Anné: I agree. No one has ever developed a research protocol for NLP. Maybe if someone had, NLP would have a wider reputation today. NLP is hard to research, because you can't just ask a question. The answer you get depends on your rapport, tonality, and many variables. But that doesn't mean it's impossible.

 

In the early days, most of the people who attended NLP trainings were therapists. Back then, Bandler had such a sense of humor! He was outrageous, but charmingly so! He would criticize traditional therapy in a way that was funny and challenging. His attitude was, "I'm not interested in this academic stuff. Just try it and you'll see it works!" For such a powerful model, NLP should have more recognition.
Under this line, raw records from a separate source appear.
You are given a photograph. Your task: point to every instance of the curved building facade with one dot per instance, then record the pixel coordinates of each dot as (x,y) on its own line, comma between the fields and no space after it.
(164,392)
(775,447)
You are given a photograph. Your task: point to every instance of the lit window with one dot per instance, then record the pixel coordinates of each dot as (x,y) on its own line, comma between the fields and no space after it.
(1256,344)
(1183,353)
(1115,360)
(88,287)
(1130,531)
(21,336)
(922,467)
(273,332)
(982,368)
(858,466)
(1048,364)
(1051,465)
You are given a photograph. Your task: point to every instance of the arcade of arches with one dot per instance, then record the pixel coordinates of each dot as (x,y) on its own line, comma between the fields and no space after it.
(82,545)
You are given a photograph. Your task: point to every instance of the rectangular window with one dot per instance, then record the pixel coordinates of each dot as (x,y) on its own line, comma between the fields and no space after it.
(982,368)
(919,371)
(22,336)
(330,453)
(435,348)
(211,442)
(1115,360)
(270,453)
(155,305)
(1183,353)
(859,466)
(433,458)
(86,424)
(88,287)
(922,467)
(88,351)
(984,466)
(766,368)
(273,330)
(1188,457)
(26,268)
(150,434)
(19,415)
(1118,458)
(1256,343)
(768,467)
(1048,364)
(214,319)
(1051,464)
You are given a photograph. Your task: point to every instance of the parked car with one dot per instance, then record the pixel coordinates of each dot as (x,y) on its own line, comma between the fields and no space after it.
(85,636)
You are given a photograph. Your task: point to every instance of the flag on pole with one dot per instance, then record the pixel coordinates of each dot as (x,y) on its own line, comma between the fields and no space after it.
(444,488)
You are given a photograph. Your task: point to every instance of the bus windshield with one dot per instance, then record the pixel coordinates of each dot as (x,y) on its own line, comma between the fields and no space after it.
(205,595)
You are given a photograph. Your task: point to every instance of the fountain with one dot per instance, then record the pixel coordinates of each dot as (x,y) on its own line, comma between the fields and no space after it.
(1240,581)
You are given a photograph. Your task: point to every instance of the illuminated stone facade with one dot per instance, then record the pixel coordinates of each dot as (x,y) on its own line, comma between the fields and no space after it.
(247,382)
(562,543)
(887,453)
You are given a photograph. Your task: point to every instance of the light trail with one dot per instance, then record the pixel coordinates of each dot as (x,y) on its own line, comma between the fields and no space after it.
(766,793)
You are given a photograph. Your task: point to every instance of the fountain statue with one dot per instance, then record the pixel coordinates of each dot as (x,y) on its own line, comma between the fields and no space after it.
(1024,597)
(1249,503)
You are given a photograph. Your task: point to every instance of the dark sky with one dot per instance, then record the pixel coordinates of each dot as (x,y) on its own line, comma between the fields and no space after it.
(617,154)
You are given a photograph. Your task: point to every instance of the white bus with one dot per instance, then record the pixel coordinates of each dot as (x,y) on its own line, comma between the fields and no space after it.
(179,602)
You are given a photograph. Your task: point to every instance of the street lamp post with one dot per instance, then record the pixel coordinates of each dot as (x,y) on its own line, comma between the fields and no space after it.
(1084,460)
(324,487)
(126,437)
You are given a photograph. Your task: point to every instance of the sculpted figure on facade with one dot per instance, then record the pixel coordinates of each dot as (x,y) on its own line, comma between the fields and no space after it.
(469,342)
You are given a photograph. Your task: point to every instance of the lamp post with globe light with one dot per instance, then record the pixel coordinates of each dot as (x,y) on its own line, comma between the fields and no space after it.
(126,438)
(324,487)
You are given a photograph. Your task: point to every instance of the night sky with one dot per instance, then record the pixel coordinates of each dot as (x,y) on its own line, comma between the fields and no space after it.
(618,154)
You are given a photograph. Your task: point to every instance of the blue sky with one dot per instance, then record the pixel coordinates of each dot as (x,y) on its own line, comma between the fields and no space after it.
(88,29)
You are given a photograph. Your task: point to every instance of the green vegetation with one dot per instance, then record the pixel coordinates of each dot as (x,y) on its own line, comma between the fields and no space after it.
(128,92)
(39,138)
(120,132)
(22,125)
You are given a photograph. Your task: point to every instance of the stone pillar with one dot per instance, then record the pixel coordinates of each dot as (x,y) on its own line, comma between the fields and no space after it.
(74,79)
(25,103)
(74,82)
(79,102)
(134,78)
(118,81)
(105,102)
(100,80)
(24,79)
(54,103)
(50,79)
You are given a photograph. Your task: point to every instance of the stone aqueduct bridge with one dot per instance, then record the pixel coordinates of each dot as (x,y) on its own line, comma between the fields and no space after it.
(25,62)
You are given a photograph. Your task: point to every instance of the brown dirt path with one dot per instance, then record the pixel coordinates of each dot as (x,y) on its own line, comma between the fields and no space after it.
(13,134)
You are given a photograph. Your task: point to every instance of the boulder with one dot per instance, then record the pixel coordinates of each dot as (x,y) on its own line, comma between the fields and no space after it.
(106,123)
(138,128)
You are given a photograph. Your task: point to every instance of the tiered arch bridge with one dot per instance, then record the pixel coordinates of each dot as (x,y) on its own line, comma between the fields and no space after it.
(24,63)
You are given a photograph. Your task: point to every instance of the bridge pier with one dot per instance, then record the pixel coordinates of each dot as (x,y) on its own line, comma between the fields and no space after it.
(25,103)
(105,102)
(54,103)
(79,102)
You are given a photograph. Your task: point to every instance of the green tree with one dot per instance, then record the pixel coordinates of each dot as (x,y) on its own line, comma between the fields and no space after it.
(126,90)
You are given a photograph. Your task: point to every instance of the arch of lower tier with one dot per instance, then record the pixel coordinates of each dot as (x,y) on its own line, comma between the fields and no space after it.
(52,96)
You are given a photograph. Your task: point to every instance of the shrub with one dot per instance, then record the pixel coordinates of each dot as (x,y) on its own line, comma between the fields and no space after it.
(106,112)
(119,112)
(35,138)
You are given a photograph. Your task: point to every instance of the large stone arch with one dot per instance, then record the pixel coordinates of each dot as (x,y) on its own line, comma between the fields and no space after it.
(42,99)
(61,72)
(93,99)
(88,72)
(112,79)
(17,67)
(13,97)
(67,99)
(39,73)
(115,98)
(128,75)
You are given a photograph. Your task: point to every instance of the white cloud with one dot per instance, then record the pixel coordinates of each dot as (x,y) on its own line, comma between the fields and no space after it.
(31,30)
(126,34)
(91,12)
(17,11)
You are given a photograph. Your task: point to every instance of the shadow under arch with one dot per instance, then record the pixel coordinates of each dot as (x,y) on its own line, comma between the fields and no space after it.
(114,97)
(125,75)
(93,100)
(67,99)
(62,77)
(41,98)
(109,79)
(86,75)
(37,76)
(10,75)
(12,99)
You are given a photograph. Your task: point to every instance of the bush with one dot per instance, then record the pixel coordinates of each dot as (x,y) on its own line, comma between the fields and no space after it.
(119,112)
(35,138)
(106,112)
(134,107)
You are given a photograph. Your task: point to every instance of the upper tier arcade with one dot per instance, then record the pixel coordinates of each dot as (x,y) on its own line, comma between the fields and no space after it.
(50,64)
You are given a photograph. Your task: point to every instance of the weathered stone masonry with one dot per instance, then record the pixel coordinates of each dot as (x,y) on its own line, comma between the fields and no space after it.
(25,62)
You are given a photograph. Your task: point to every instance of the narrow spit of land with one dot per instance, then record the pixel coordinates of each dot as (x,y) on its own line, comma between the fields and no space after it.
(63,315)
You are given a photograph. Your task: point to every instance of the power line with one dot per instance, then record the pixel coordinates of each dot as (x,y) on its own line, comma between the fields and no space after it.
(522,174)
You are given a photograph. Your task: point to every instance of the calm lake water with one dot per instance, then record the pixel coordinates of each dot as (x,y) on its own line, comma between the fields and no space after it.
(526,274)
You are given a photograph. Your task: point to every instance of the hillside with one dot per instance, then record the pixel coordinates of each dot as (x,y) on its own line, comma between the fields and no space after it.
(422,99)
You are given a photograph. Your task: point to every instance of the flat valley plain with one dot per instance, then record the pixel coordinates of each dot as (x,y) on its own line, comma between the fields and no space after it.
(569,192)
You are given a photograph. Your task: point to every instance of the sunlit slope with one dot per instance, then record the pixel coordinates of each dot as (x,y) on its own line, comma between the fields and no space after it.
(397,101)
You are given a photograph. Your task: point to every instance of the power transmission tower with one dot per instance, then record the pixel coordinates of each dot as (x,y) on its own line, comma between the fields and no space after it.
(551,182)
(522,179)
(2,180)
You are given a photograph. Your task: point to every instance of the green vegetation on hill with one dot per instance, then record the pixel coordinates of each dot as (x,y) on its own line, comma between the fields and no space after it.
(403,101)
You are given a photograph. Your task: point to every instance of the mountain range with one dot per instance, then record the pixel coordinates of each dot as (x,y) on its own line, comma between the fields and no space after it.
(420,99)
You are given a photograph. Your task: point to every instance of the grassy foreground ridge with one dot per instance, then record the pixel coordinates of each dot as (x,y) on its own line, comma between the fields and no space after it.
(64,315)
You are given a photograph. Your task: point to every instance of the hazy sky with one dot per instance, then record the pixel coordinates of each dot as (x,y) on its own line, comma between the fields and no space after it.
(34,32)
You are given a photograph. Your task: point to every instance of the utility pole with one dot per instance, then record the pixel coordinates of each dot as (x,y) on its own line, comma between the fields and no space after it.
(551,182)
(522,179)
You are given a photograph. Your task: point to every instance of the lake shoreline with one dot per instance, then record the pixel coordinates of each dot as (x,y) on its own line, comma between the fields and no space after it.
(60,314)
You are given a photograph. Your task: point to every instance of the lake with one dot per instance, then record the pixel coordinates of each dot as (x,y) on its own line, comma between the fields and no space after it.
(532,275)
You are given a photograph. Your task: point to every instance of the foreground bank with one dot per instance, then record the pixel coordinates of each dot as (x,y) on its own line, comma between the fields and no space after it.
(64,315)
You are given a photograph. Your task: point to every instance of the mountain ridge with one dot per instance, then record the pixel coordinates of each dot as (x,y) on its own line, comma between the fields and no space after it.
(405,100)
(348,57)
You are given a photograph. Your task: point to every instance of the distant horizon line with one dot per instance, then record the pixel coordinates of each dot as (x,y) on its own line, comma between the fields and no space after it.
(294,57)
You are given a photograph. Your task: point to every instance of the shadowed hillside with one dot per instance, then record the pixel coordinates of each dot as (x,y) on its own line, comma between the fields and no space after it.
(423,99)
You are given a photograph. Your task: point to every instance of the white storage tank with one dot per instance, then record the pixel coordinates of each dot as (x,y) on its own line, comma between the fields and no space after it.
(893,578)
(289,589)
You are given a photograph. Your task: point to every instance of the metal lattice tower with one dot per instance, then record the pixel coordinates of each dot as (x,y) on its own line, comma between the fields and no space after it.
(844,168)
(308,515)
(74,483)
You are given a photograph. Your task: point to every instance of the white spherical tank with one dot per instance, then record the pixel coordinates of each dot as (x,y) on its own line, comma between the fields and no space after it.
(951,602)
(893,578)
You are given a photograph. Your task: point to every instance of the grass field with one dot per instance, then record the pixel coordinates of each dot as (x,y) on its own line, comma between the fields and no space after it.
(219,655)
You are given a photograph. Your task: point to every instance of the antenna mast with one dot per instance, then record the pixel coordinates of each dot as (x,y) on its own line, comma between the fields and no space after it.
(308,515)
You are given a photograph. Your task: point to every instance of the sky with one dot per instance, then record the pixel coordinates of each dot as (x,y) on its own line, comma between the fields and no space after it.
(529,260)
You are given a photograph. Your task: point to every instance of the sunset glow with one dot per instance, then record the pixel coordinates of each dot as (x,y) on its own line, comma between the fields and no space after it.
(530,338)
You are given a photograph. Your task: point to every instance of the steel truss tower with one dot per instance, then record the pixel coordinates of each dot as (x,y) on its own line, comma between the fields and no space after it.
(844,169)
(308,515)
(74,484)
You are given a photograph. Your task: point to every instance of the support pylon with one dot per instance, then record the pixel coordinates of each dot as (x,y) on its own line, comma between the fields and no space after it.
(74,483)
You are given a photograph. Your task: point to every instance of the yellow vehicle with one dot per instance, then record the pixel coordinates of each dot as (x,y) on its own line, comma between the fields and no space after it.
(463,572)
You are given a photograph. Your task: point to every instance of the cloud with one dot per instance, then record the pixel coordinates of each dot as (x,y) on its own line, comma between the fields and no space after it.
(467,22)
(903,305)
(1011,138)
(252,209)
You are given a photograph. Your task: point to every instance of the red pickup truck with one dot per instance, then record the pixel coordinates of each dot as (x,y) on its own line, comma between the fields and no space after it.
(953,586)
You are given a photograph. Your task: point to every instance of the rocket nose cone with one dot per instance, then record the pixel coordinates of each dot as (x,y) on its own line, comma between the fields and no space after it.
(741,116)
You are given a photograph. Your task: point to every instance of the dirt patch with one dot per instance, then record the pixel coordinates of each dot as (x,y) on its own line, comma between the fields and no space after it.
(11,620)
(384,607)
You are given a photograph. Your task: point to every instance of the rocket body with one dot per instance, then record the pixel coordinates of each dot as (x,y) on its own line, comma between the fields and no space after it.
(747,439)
I hope that NLP will become much more prevalent in schools, as part of the curriculum. It would be wonderful if people just take for granted that we have to learn to use our minds. Not just learn what to think, but how to think. If NLP could be brought into the schools, it would benefit people in so many ways.

 

Judy: What advice do you give to people who want to use NLP for personal growth, and for those who want to be successful Practitioners and Trainers?

 

Anné: For people who want to use NLP for their own evolution: first be patient with yourself; learn to accept yourself. For Practitioners, it is important to be comfortable with who you are, and to really get the NLP presuppositions into your behavior. If you have any beliefs that run contrary to the presuppositions, begin to loosen those beliefs so that you create space for growth.

 

If you want to be a Trainer, I would recommend acting and improvising classes to learn body movement and voice work. Your body and your voice are your vehicle -- your medium of expression. You want to have choice about how you move and how you use your voice. As a Trainer, be very careful that your sense of identity is not wrapped up in being a Trainer. If your sense of self depends on being a Trainer, that is an incredible limitation! Be open to being wrong and unattached to being right. It doesn't make you less smart or less effective to say, "I didn't know that." Be true to yourself and to what you believe in.

 

Judy: What do you want people to know about you as a person?

 

Anné: On a personal note, I have three grown children. I was born in Manhattan and lived in SoHo until five years ago. I live in the mountains north of the city now. I have a wonderful, incredible grandson. I have three Irish Wolfhounds and I show them. I hope to breed one in the next year. I love to garden. In my 25 years of training, people have often said, "Anné, you are very spiritual." I had a negative reaction to that. To me, spirituality described people who didn't know the first thing about sorting by other. As I got older, I realized that I am spiritual, but my spirituality comes from animals, plants, and trees. These are the core of who I am -- every day I'm thankful for the companionship of my animals and my standing people, the trees!